Output looks useful and the country and crisis type of changed to align with the new information.

In [35]:
# Another message from the 2012 Colorado wildfires
# This tweet is intersting as it mentions "Belgium". Will the model indetify the US as the country?
msg_5 = "RT @TheUmno: MT @KellyNehls: #photo Unedited photo from New Belgium Brewery #highparkfire #fortcollins #loc New Belgium Brewery # http:/ ..."

prompt = ChatPromptTemplate.from_template(template=template_string)
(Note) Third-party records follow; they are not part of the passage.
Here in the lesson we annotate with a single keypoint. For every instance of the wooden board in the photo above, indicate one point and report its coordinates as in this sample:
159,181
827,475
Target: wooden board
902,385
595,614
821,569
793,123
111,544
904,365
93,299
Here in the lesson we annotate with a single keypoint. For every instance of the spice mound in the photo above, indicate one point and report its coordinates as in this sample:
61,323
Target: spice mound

messages = prompt.format_messages(tweet=msg_5,
                                format_instructions=format_instructions)

messages

[HumanMessage(content='You are crisis response person that needs to understand the relevance of tweets. You help identify relevant information in a crisis.\n\nTake the tweet below delimited by triple backticks and use it to understand the sentiment, the crisis type and country it relates to.\n\ntweet: ```RT @TheUmno: MT @KellyNehls: #photo Unedited photo from New Belgium Brewery #highparkfire #fortcollins #loc New Belgium Brewery # http:/ ...```\n\nThe output should be a markdown code snippet formatted in the following schema, including the leading and trailing "```json" and "```":\n\n```json\n{\n\t"sentiment": string  // This is the senitment of the tweet\n\t"crisis_type": string  // This is type of crisis (e.g. flooding, bushfire, typhoon)\n\t"country": string  // This is the country where the crisis is located\n}\n```\n', additional_kwargs={}, example=False)]

In [36]:
response = chat_llm(messages)
response

AIMessage(content='```json\n{\n\t"sentiment": "neutral",\n\t"crisis_type": "wildfire",\n\t"country": "United States"\n}\n```', additional_kwargs={}, example=False)

In [37]:
response_as_dict = output_parser.parse(response.content)
response_as_dict

{'sentiment': 'neutral', 'crisis_type': 'wildfire', 'country': 'United States'}

Country has been predicted correctly.

## Results
The method seems to produce predictable results that looks to be correct.

## Next steps
- Can Falcon 7B/Llama be used with the structuredoutputparser? If so, will it work as well?

- Can this process be scaled?

- Can it predict informativeness?

## Questions/Thoughts
Have these tweets been fed into the model during the training process? If so, is the model just regurgitating what it already knows? Would it be as effective on an unseen dataset?